April 9 (Bloomberg) -- U.S. Congress leaders and President Barack Obama agreed last night to cut about $38 billion from federal spending this year while jettisoning Republican proposals to defund Planned Parenthood and block environmental rules, pulling the government back from the brink of a shutdown.

The agreement was announced less than two hours before the government’s funding authority was due to expire, which would have started a partial shutdown of services and offices.

“It’s been a grueling process.” Senate Majority Leader Harry Reid, a Nevada Democrat, said on the Senate floor with less than an hour to go before the midnight deadline for a shutdown. “We didn’t do it at this late hour for drama; we did it because it’s been very hard to arrive at this point. Both sides have had to make tough choices.”

The Senate and the House of Representatives quickly passed a temporary measure that makes $2 billion of the agreed-upon cuts and keeps the government open through April 14 while they work on a longer-term agreement to fund the government through the Sept. 30 close of the current fiscal year. Both chambers will vote on that measure next week.

House Speaker John Boehner, an Ohio Republican, said he was “pleased” with the outcome of what he called a “long fight” over the 2011 budget.

“We fought to keep government spending down, because it really will affect and help create a better environment for job creators in our country,” he told reporters.

Furlough Averted

The deal averted the furlough of 800,000 federal employees, including what would have been the delay of pay to U.S. armed service personnel even as officials such as Obama, Boehner and Reid would have continued to receive their salaries. A shutdown also would have closed federal facilities such as national parks and the Smithsonian Institution in Washington, delay in the processing of tax returns and a freeze on the release of some economic data.
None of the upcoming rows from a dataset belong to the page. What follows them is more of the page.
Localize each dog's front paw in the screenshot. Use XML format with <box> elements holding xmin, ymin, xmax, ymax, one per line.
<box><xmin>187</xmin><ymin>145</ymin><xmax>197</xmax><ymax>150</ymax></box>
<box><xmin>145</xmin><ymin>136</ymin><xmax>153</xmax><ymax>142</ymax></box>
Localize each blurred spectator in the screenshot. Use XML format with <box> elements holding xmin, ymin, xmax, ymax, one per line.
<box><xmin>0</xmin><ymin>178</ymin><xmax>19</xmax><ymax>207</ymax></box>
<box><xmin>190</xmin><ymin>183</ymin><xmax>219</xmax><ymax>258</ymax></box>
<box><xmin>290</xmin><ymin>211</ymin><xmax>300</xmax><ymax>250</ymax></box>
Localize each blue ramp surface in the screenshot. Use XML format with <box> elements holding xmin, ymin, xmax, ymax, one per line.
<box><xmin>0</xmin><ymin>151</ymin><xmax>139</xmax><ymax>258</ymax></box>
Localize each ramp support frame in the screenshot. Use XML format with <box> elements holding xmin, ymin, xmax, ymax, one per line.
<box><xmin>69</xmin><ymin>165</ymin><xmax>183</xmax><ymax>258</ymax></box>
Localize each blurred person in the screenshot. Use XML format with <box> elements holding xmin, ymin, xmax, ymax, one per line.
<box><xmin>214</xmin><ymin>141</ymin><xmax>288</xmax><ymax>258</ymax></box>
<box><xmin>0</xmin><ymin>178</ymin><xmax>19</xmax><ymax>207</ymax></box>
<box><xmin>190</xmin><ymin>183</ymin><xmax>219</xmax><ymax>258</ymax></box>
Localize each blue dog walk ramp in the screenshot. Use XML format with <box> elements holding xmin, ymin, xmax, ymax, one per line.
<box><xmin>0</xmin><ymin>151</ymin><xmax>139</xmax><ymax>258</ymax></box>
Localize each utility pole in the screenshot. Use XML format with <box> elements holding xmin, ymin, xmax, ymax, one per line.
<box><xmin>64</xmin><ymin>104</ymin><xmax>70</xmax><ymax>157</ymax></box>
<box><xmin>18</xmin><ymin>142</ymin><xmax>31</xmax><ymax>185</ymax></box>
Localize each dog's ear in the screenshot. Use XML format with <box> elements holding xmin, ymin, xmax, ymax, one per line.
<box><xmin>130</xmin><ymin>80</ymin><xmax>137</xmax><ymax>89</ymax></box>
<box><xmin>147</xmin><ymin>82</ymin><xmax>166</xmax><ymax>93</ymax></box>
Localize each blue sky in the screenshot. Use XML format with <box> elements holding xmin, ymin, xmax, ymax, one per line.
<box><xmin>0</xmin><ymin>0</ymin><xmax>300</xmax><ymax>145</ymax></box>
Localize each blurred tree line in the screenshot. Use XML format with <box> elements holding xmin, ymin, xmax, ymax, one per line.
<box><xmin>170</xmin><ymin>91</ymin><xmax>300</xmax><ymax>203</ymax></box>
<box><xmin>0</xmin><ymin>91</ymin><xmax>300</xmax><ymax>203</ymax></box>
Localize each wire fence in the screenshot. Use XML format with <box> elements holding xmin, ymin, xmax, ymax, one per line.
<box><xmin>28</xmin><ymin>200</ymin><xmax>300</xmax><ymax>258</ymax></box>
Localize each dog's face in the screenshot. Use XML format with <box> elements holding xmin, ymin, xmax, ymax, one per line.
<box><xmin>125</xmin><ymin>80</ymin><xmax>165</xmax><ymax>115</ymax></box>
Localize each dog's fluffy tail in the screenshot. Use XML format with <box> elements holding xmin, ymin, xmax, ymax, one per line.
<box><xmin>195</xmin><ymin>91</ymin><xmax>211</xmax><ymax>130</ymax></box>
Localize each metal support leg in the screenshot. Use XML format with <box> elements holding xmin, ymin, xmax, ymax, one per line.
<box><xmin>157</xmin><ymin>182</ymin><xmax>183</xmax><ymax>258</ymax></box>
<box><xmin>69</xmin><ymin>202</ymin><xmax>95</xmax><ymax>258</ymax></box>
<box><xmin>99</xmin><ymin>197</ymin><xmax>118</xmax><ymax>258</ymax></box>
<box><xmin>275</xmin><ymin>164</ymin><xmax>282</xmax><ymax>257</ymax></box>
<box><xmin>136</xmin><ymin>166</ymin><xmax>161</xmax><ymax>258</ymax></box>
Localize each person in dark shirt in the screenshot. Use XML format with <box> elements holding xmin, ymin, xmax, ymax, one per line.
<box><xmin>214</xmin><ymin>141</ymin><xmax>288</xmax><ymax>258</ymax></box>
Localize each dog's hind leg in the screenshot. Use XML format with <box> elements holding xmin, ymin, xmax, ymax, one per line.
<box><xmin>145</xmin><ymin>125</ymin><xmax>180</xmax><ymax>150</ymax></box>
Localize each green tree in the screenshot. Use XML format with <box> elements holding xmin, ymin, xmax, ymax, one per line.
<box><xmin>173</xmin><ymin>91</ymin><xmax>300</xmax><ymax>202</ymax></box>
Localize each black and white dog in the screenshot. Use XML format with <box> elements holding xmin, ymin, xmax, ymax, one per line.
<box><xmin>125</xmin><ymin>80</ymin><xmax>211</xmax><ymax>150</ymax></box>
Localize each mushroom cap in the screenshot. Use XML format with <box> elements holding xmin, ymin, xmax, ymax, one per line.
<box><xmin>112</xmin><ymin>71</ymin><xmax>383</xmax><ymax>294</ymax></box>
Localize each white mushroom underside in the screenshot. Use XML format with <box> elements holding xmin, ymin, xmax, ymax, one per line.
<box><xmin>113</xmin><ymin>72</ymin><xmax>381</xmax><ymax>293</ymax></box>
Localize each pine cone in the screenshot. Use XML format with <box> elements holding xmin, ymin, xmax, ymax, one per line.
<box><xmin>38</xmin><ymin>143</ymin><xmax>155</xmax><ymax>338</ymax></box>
While the political drama played out in Washington, with officials warning of consequences from a shutdown, financial markets showed little concern about the fiscal health of the U.S.

Bond yields are lower now than when the government was running a budget surplus a decade ago even as Treasury Department data show that the amount of marketable debt outstanding has risen to $9.13 trillion from $4.34 trillion in mid-2007.

Market Expectations

The benchmark 10-year Treasury note yield was at 3.58 percent yesterday, below the average of 7 percent since 1980, reflecting expectations that a deal would be reached, said John Lonski, chief economist at Moody’s Capital Markets Group.

Similarly, derivatives tied to U.S. government debt show investor perceptions of America’s creditworthiness are improving. Credit-default swaps on Treasuries stood 41.12 basis points as of late yesterday in New York, according to data provider CMA Datavision. The swaps are down from this year’s high of 51.5 basis points on Jan. 27 and last year’s high of 59.7 in February. The price levels are the seventh-lowest of 51 sovereign debt markets tracked by Bloomberg and CMA.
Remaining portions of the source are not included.